Innovation is at the heart of cyber security. The nature of the field means that it is a constant cat and mouse game between hackers trying to bypass defenses and cyber defenders attempting to identify new attack types and take action to block them.
Global RASP Market
Unfortunately, hackers have the advantage of an asymmetrical playing field. A hacker has to only find and exploit one vulnerability in its defenses in order to successfully breach the network. On the other hand, a defender needs to find and close every potential hole in order to make the network secure against attack.
The disadvantage that cyber defenders work with means that they need the very best defense and monitoring tools available in order to protect their networks. While perimeter-focused defenses are effective for many threats, a focus on defending only the network edge leaves the organization easy prey for attackers that manage to penetrate it.
As a result, more focused defensive solutions have been developed. One of these is runtime application self protection (RASP), which protects software at the application level instead of the network level. The power and potential of RASP has made it a rapidly-growing sector of the cybersecurity market.
What is RASP?
RASP moves the protection boundary from the edge of the network to an application itself. RASP defenses wrap a single application, monitoring the data flowing into and out of the software and the behavior of the software in response to user inputs.

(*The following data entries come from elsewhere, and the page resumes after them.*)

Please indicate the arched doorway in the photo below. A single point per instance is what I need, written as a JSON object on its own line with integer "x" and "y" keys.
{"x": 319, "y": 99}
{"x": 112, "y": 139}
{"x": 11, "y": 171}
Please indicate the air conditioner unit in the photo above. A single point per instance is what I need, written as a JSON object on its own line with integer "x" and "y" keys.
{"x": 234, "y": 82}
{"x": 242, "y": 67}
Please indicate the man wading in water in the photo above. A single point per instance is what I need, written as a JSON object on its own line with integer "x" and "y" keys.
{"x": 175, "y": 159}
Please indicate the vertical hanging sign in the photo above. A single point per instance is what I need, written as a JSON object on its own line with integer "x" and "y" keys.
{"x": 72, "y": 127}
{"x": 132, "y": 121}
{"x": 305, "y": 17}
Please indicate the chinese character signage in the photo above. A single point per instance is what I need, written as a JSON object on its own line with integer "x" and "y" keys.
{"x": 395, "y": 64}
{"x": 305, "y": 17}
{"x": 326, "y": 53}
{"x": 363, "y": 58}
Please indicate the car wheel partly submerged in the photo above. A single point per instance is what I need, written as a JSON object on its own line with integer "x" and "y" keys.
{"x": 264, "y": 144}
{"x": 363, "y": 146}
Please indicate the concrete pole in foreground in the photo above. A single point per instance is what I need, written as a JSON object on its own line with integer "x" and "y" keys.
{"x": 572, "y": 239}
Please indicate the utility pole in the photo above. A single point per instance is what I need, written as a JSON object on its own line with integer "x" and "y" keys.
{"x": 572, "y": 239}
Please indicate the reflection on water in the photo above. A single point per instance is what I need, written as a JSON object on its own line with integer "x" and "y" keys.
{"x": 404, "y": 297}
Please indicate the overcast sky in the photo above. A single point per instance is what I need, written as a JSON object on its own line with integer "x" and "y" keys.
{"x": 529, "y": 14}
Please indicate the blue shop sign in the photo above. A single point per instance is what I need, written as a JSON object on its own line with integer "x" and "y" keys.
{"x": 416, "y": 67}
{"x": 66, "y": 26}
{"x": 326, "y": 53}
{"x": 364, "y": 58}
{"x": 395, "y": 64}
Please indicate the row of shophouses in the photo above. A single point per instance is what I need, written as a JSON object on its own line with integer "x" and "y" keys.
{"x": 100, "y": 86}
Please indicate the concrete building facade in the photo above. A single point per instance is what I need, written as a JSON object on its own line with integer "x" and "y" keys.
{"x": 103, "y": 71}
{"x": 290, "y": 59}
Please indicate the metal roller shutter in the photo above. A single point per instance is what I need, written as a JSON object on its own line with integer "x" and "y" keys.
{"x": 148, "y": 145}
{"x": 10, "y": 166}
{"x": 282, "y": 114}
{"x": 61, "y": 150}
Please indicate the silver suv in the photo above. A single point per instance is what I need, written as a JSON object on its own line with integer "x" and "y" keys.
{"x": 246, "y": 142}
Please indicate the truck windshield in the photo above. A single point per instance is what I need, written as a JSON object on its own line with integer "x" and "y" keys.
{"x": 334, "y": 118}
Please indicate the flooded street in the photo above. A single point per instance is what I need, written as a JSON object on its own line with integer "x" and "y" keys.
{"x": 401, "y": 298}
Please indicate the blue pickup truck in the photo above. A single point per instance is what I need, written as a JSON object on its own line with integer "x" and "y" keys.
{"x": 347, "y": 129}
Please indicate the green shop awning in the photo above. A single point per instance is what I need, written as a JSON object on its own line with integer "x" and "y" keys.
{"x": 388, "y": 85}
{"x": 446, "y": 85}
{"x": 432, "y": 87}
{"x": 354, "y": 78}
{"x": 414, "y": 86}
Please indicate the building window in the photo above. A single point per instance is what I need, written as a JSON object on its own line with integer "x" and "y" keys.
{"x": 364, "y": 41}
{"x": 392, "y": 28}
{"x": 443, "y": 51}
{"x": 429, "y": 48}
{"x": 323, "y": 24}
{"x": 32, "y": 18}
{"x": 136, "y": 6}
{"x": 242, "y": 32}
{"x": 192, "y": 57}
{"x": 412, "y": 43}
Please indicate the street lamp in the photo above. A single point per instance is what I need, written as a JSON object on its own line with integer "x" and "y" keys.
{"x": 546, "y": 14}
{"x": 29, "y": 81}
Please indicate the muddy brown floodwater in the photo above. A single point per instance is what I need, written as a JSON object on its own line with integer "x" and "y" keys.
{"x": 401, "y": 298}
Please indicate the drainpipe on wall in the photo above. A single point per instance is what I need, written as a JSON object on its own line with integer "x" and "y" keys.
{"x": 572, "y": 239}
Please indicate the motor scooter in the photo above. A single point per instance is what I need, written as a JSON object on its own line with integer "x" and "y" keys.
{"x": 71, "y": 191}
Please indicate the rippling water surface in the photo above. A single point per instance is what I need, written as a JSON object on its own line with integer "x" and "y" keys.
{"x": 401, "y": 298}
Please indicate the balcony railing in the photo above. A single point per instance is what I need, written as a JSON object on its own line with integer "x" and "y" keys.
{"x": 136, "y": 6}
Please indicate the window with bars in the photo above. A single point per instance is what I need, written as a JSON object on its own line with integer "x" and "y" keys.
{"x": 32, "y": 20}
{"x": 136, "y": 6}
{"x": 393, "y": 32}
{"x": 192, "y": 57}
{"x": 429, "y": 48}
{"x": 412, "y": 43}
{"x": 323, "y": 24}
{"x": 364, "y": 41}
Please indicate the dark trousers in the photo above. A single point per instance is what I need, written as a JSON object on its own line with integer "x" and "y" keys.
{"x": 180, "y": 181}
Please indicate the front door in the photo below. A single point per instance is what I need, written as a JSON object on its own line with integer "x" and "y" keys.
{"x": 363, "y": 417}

The increased level of visibility that RASP systems have into the software that they protect allows them to provide more specialized protections, even against unknown attack vectors. Since the RASP system is familiar with the normal operation of the software in great detail, it can detect even minor abnormalities or deviations from the norm that may indicate an attack. Based on this insight, it can take action to either stop the attack or generate an alert that an attack is in progress.
RASP always provides application-level protections but can be implemented in a couple of different ways. For new software, a developer can integrate RASP into the code itself, allowing them to have a great deal of control over the level of protection that each piece of functionality enjoys. Alternatively, the RASP system can be implemented after-the-fact as a wrapper, which decreases the work for the developer and provides consistency of protection across all RASP-protected software on the system. Regardless of the implementation, RASP systems have the visibility and power to protect applications to a far greater degree than traditional perimeter-based protections.
The RASP Market
Runtime application self protection solutions are a powerful tool for defending applications against attack. As a result, it comes as no surprise that the market for RASP defenses is expected to grow rapidly.

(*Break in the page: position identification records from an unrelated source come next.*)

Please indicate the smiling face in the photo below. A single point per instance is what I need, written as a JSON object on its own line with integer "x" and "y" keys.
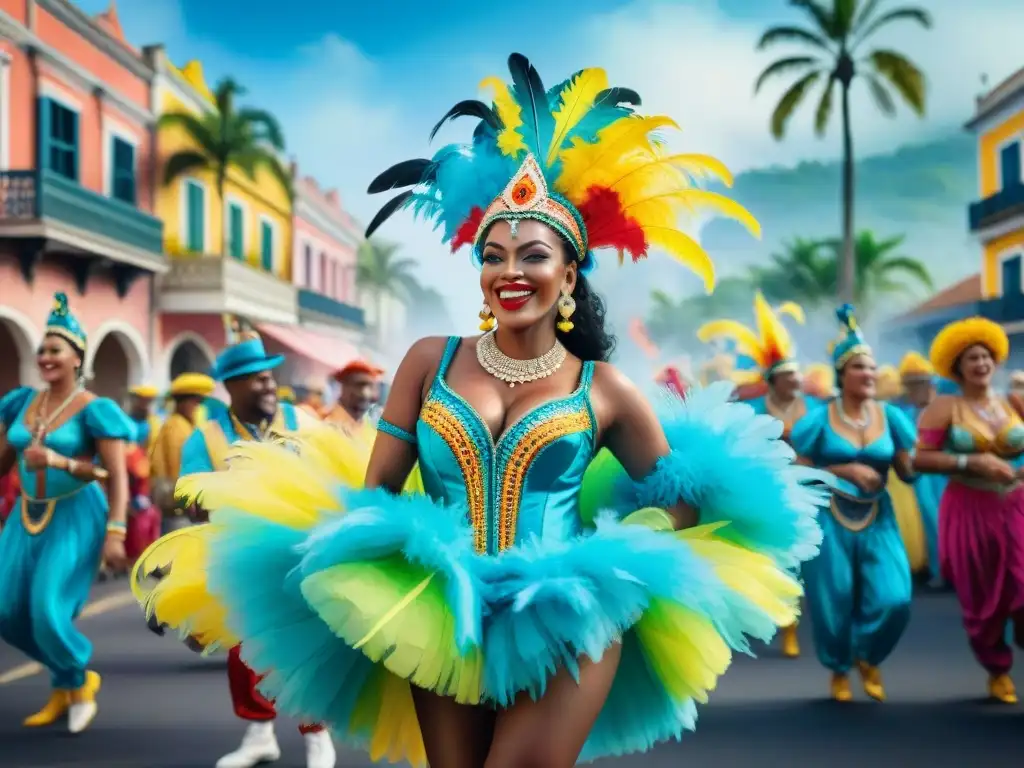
{"x": 975, "y": 366}
{"x": 522, "y": 276}
{"x": 859, "y": 376}
{"x": 57, "y": 359}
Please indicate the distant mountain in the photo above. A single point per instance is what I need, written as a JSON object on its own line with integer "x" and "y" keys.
{"x": 922, "y": 192}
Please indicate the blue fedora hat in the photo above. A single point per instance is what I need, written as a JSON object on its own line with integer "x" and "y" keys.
{"x": 244, "y": 358}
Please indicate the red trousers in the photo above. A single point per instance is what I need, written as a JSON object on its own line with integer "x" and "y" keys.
{"x": 249, "y": 702}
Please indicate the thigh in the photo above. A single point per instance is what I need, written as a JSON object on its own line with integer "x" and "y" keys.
{"x": 455, "y": 735}
{"x": 552, "y": 731}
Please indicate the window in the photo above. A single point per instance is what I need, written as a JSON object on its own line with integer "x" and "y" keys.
{"x": 58, "y": 129}
{"x": 1010, "y": 164}
{"x": 123, "y": 172}
{"x": 236, "y": 231}
{"x": 266, "y": 245}
{"x": 195, "y": 217}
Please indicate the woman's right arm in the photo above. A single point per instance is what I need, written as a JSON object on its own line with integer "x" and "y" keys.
{"x": 393, "y": 458}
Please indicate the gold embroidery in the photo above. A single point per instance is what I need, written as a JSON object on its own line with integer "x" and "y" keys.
{"x": 444, "y": 423}
{"x": 518, "y": 464}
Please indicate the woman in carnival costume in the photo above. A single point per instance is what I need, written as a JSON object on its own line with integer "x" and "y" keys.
{"x": 527, "y": 636}
{"x": 773, "y": 356}
{"x": 918, "y": 377}
{"x": 977, "y": 439}
{"x": 64, "y": 522}
{"x": 858, "y": 589}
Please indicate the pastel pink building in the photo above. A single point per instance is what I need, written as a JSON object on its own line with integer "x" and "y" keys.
{"x": 76, "y": 189}
{"x": 332, "y": 325}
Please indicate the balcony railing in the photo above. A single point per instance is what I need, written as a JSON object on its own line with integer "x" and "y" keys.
{"x": 315, "y": 303}
{"x": 996, "y": 208}
{"x": 26, "y": 196}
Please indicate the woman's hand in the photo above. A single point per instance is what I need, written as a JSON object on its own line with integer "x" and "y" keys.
{"x": 990, "y": 467}
{"x": 867, "y": 479}
{"x": 114, "y": 552}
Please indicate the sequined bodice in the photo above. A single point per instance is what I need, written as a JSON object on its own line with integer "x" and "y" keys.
{"x": 524, "y": 484}
{"x": 969, "y": 432}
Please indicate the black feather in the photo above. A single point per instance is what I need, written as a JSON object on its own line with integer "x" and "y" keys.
{"x": 406, "y": 173}
{"x": 471, "y": 108}
{"x": 616, "y": 96}
{"x": 388, "y": 210}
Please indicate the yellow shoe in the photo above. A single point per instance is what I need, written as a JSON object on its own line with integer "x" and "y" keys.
{"x": 791, "y": 643}
{"x": 1000, "y": 688}
{"x": 83, "y": 704}
{"x": 54, "y": 710}
{"x": 871, "y": 677}
{"x": 841, "y": 688}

A study published in early 2018 pointed to an expected 33.3% compound annual growth rate (CAGR) of the RASP market between 2017 and 2022. This amounts to a growth in market size from $294.7 million in 2017 to $1,240.1 million (a 300% increase) by 2021. Within the greater market for RASP solutions, web applications are expected to be the biggest player. The nature of web applications means that they need to be exposed via the Internet to legitimate users and attackers alike. As a result, they are a common target of attack and require the most protection. RASP can provide tailored protection to each web application, greatly reducing the organizational threat surface.
Why Everyone Wants RASP
The reason that the RASP market is expected to grow so rapidly over these five years is the fact that traditional development practices have demonstrated a disregard for the importance of security. In the Software Development Lifecycle (SDLC), the focus has been on getting a functional product to market as quickly as possible. Security is tacked on to the end of the process as an afterthought if it makes the list at all. As a result, vulnerable software is making its way into distribution, increasing the vulnerability of organizations to cyber attack and data breaches.

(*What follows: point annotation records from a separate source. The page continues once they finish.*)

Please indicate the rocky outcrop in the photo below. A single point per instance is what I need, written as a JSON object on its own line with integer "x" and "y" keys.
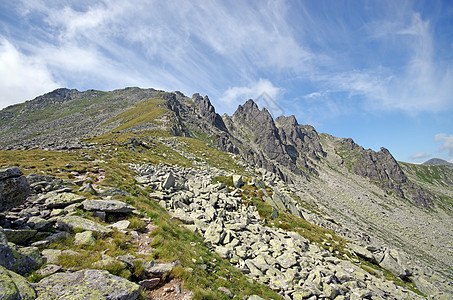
{"x": 19, "y": 260}
{"x": 14, "y": 188}
{"x": 207, "y": 110}
{"x": 14, "y": 286}
{"x": 86, "y": 284}
{"x": 283, "y": 260}
{"x": 382, "y": 169}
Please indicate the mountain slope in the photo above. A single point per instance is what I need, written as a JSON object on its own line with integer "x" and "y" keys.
{"x": 362, "y": 195}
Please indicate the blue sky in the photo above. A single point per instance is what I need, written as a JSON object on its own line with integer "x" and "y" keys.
{"x": 380, "y": 72}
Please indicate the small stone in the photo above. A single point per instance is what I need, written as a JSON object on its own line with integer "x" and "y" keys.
{"x": 108, "y": 206}
{"x": 121, "y": 225}
{"x": 84, "y": 238}
{"x": 169, "y": 182}
{"x": 51, "y": 255}
{"x": 149, "y": 284}
{"x": 48, "y": 270}
{"x": 237, "y": 181}
{"x": 225, "y": 291}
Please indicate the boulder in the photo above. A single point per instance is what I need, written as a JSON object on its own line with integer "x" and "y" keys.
{"x": 395, "y": 262}
{"x": 114, "y": 192}
{"x": 286, "y": 260}
{"x": 19, "y": 236}
{"x": 363, "y": 252}
{"x": 38, "y": 223}
{"x": 121, "y": 225}
{"x": 86, "y": 284}
{"x": 48, "y": 270}
{"x": 14, "y": 188}
{"x": 13, "y": 260}
{"x": 14, "y": 286}
{"x": 55, "y": 200}
{"x": 237, "y": 181}
{"x": 149, "y": 284}
{"x": 75, "y": 222}
{"x": 108, "y": 206}
{"x": 226, "y": 291}
{"x": 157, "y": 269}
{"x": 169, "y": 182}
{"x": 214, "y": 233}
{"x": 108, "y": 261}
{"x": 51, "y": 255}
{"x": 84, "y": 238}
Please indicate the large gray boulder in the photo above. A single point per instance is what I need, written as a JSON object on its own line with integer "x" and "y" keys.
{"x": 395, "y": 262}
{"x": 60, "y": 200}
{"x": 14, "y": 287}
{"x": 77, "y": 223}
{"x": 14, "y": 188}
{"x": 86, "y": 284}
{"x": 12, "y": 259}
{"x": 108, "y": 206}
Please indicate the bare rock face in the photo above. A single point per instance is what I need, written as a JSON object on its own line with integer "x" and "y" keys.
{"x": 382, "y": 168}
{"x": 14, "y": 188}
{"x": 86, "y": 284}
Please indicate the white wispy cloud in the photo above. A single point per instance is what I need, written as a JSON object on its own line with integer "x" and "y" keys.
{"x": 21, "y": 77}
{"x": 263, "y": 90}
{"x": 196, "y": 46}
{"x": 447, "y": 142}
{"x": 421, "y": 155}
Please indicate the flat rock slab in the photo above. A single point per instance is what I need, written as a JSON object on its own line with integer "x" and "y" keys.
{"x": 86, "y": 284}
{"x": 19, "y": 236}
{"x": 13, "y": 191}
{"x": 84, "y": 238}
{"x": 14, "y": 286}
{"x": 62, "y": 200}
{"x": 75, "y": 222}
{"x": 108, "y": 206}
{"x": 121, "y": 225}
{"x": 10, "y": 172}
{"x": 157, "y": 269}
{"x": 48, "y": 270}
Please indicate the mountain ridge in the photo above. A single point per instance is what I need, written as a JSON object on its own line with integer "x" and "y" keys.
{"x": 318, "y": 171}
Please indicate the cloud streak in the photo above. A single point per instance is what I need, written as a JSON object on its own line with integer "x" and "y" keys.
{"x": 213, "y": 47}
{"x": 22, "y": 77}
{"x": 447, "y": 142}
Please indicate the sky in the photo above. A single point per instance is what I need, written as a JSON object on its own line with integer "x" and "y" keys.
{"x": 379, "y": 72}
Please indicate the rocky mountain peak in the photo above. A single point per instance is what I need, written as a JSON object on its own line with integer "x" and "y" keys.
{"x": 251, "y": 112}
{"x": 207, "y": 110}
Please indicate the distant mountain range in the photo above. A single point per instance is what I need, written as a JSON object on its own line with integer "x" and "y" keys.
{"x": 382, "y": 216}
{"x": 437, "y": 162}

Runtime application self protection limits the potential impact of these poor secure development practices. Since RASP can be effectively implemented as a wrapper around existing software, it dramatically increases the protection that can be provided by security that is tacked on at the end of development. Since developers chronically fail to involve security professionals in the design and development practice, this serves to decrease the vulnerability of the company to attack.
The Need for RASP
The scope and number of cyber attacks in recent years have demonstrated that organizations have serious vulnerabilities in their cyber defenses. The rate at which new attack types and malware variants are developed make it increasingly difficult for cyber defenders to keep up with the need to ensure that systems and perimeter defenses are up to date.
RASP provides a potential solution to the problem, allowing organizations to deploy specialized protections to the applications that need them the most. RASP systems have full visibility into the protected application, allowing them to identify even unknown attacks based on their impact on the protected application.
Since RASP solutions can be applied even as a wrapper around existing applications, they have the potential to protect even known-vulnerable software. This, along with the ability to block even zero-day attacks, is what makes RASP so valuable and is the key to its massive expected market growth.